兵士と兵士

 市街地戦ど真ん中のはずだった。

 味方ともはぐれ、敵兵に挟まれた俺は咄嗟に目の前にあるドアを開け、建物に飛び込んだのだ。


「いらっしゃいませ」


 そこは、どう見てもBARだった。

 異常さに驚く前に、俺は全てを理解した。いや、既に知っていたと表現する方が正確かもしれない。

 入口横にある荷物棚に持っていた小銃を置き、背負っていたバックパックを下ろす。


「よければカウンターにどうぞ」


 小柄で小太りの店主に促され、カウンターへと座った。


「ご注文を伺ってもよろしいでしょうか」

「ああ、水をもらえないか」


 BARなのだから酒を頼むが流儀ではある。だが、今はとにかく喉が渇いていた。


「どうぞ」


 間もなく店主はグラスに波々と注がれた水を用意した。しばらくぶりの透き通った水は、薄明かりの中でも美しく見えた。

 よく磨かれたグラスを手に取り、一気に飲み干す。常温の水は渇ききった喉を優しく潤してくれる。店主の心遣いがありがたい。


「落ち着かれましたか」


 男にしては少し高めの声は、耳に心地よかった。落ち着いた話し方も含め、戦場のことを一時忘れることができる。


「ああ、ありがとう」


 礼の言葉など使うのはいつ以来だろうか。戦況が悪化してこの方、味方とも罵り合うことが日常になっていた。


「お疲れのご様子ですね」

「ああ、走りっぱなしでね」


 そうだ。俺は逃げ回っていた。戦友であった奴らはもう行方が知れない。敵兵の銃弾に撃ち抜かれたかもしれないし、戦車砲で吹き飛んだのかもしれない。
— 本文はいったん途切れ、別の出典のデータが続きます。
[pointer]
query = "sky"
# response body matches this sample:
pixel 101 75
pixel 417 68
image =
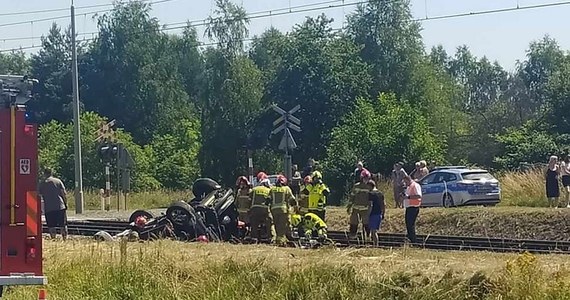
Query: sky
pixel 503 37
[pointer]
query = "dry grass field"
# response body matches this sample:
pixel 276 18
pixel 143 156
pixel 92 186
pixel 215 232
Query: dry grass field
pixel 84 269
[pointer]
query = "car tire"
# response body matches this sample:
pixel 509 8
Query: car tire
pixel 448 201
pixel 180 214
pixel 140 213
pixel 204 186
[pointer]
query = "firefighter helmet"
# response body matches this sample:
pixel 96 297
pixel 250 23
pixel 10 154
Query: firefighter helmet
pixel 295 220
pixel 261 176
pixel 282 180
pixel 365 174
pixel 317 175
pixel 140 221
pixel 242 180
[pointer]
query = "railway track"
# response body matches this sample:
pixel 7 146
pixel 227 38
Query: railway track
pixel 387 240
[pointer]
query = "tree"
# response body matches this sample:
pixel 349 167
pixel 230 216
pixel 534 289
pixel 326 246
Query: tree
pixel 379 132
pixel 321 71
pixel 52 67
pixel 391 40
pixel 133 73
pixel 229 27
pixel 14 63
pixel 56 151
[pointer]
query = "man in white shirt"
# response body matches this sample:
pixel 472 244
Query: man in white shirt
pixel 565 174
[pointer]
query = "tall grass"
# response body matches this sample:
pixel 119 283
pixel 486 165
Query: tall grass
pixel 163 270
pixel 524 188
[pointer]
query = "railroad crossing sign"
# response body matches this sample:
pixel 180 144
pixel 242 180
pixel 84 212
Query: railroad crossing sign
pixel 290 122
pixel 106 132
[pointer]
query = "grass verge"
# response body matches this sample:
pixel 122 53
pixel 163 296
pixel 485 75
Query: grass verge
pixel 506 222
pixel 172 270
 ここに来られた俺は幸運だったのだろう。少なくとも一時の休息はできた。ただし、店を出ればすぐにでも蜂の巣だ。


「お、あんたも戦場から?」


 ふたつ空席を挟んだ向こうから、声がかかった。ずいぶんと若く聞こえる声だった。


「ああ、死ぬところでな」


 首を回し左を見ると、声の通り若い男がグラスを傾けていた。中には白い液体。


「俺もちょうど死ぬかと思ったところだったよ。あ、これはミルク。さすがに酔っ払っては戻れないからね」


 確かに、酔った状態で戻れば、更に危険になる。この若者は、まだ生きていくつもりなのだ。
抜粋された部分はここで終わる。